Geometry 101: Parallel & Triangle Reasons | 聽歌温數學 | Reasons逐個數 | Jacky Sir

Trace out a single plane, draw a straight line, Where adjacent angles on a straight line perfectly align. When two straight lines intersect, X marks the spot— Vertically opposite angles are equal, truth on the dot! When lines meet at a point, the rotation’s complete, Angles at a point make 360 degrees meet. [Chorus] Behold a pair of parallel lines, AB parallel to CD, Unlocking the geometric patterns that we see. Corresponding angles equal—AB parallel to CD, Alternate angles equal—AB parallel to CD, Interior angles sum to 180 degrees—AB parallel to CD, The ultimate reasons written down for our proof decree! Now flip the perspective, reverse the entire design: To prove two lines parallel, we trace the converse line. To show corresponding angles equal in their space, Or alternate angles equal in the exact same place, Or interior angles supplementary—add up the score, And those lines are parallel forevermore! [Chorus] Step inside a triangle, a three-sided domain, The angle sum of a triangle is a constant on this plane. Look outside at the exterior angle of a triangle in view: It equals the sum of the opposite interior two!
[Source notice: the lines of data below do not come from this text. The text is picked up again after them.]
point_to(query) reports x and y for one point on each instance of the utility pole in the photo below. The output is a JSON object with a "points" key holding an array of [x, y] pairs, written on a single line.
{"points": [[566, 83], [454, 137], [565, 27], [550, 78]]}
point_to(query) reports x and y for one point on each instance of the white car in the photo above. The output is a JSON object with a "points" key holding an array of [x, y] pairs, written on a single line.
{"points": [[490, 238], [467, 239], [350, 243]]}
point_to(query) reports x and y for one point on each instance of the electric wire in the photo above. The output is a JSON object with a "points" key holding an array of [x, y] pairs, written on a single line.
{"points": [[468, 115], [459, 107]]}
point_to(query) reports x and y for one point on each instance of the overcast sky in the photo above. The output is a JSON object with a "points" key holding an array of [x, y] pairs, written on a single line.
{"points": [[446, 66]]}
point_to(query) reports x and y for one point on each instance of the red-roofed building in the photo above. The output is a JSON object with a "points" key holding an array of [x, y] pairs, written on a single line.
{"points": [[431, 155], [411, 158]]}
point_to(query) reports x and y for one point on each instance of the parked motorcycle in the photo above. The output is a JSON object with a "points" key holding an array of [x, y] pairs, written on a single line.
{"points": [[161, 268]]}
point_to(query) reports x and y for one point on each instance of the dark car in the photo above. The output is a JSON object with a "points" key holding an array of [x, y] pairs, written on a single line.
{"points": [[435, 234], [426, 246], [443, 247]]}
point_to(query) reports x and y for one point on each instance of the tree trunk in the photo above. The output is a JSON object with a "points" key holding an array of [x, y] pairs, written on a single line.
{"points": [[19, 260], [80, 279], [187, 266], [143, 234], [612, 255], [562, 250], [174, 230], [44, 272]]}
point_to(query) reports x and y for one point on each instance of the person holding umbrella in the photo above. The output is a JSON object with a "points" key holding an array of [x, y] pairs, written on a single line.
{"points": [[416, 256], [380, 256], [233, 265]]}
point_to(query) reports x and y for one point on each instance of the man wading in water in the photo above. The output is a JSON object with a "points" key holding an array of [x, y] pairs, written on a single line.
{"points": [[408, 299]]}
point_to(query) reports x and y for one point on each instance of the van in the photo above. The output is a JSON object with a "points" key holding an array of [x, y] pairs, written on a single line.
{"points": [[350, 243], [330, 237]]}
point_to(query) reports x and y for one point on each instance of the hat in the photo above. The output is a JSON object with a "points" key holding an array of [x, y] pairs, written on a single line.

If two sides are equal, it’s an isosceles triangle defined, Where the base angles of an isosceles triangle are aligned. Flip the logic: if two angles are equal, then two opposite sides equal in length, By sides opposite equal angles, proving its mathematical strength. When three sides are equal, it’s an equilateral triangle we trace, Where all angles equal 60 degrees in every single case. This flawless balance is the property of an equilateral triangle clear, But shift to a square corner when a right-angled triangle is near. We use the Pythagorean Theorem to crack the unknown side, While sine theta, cosine theta, and tangent theta act as our guide. With these trig ratios mastered, we confidently take control, To find the unknowns—the final victory of our soul! To find the unknowns... AB parallel to CD. Angles at a point, 360 degrees, we're free!